We've thought a lot about this. I'd love to remove some of the complexity, and this idea seems at first blush like it could do that. But every time I think through the implications, I come to the conclusion that it just wouldn't work that well for us. There's a few reasons for this:
A very large portion of the work in making a book is the layout. This can't be automated. So a DB-first system would, at best, spit out a load of topos and route descriptions that would then need laying out by a human. As soon as you have this half-automated system you end up with two "sources of truth". Imagine the situation where you've done the initial DB to InDesign export, then spent months working on the book, then you get corrections for some routes. You now have to put them into two places. If the DB-export was 100% automated you'd just put them in the DB and press the "generate book" button again, but it wouldn't be. We do have that the other way around though already; any changes to the book information can be extracted and inserted into the database in a few clicks.
Another big one is that we're beginning to act as a platform for third parties to publish their guides on (the SMC is the first publisher to get on board). Any back catalogue is going to be InDesign based, so a DB-first setup won't help there.
In the end, we've already got the system we've got, so making a new one that doesn't totally replace it, and remove all of the problems we face would just add to the size and complexity of it all.
> I'd also be interested to understand how you deal with changes in formatting between different books. I imagine the layout in the books has evolved through time, so is it tricky accounting for those changes when you're extracting the data?
This was a big deal in the beginning. We had all these books we wanted to put into rfdigital, some made that year and some made eight years before, so the variation was massive. And the variation in consistency of conventions was massive, that was the big problem.

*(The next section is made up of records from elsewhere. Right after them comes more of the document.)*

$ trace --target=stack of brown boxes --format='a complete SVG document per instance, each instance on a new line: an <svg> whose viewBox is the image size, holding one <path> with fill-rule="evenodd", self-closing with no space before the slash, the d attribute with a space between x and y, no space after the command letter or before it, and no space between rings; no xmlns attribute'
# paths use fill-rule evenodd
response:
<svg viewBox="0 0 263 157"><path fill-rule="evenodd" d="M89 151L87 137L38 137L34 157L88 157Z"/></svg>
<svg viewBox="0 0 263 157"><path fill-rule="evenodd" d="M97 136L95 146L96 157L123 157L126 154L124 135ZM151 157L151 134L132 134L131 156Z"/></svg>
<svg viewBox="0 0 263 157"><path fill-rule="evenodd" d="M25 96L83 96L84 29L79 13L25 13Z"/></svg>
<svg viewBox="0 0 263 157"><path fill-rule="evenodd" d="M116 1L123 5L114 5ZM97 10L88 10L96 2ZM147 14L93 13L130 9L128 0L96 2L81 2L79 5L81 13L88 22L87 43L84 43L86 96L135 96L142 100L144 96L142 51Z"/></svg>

It was dealt with either by adding flexibility to the parser (which uses contextual information to do with the current page or object in InDesign and a collection of regular-expression patterns for breaking apart text), or sometimes by admitting that not everything needs to be automated and just fixing the broken bits in InDesign when I came across them.
Often in old books, somethings will have been done differently to now, but consistently at least, so it's way easier to write a throwaway script for InDesign to globally change these things than it is to add more rules to the parsing engine to account for them.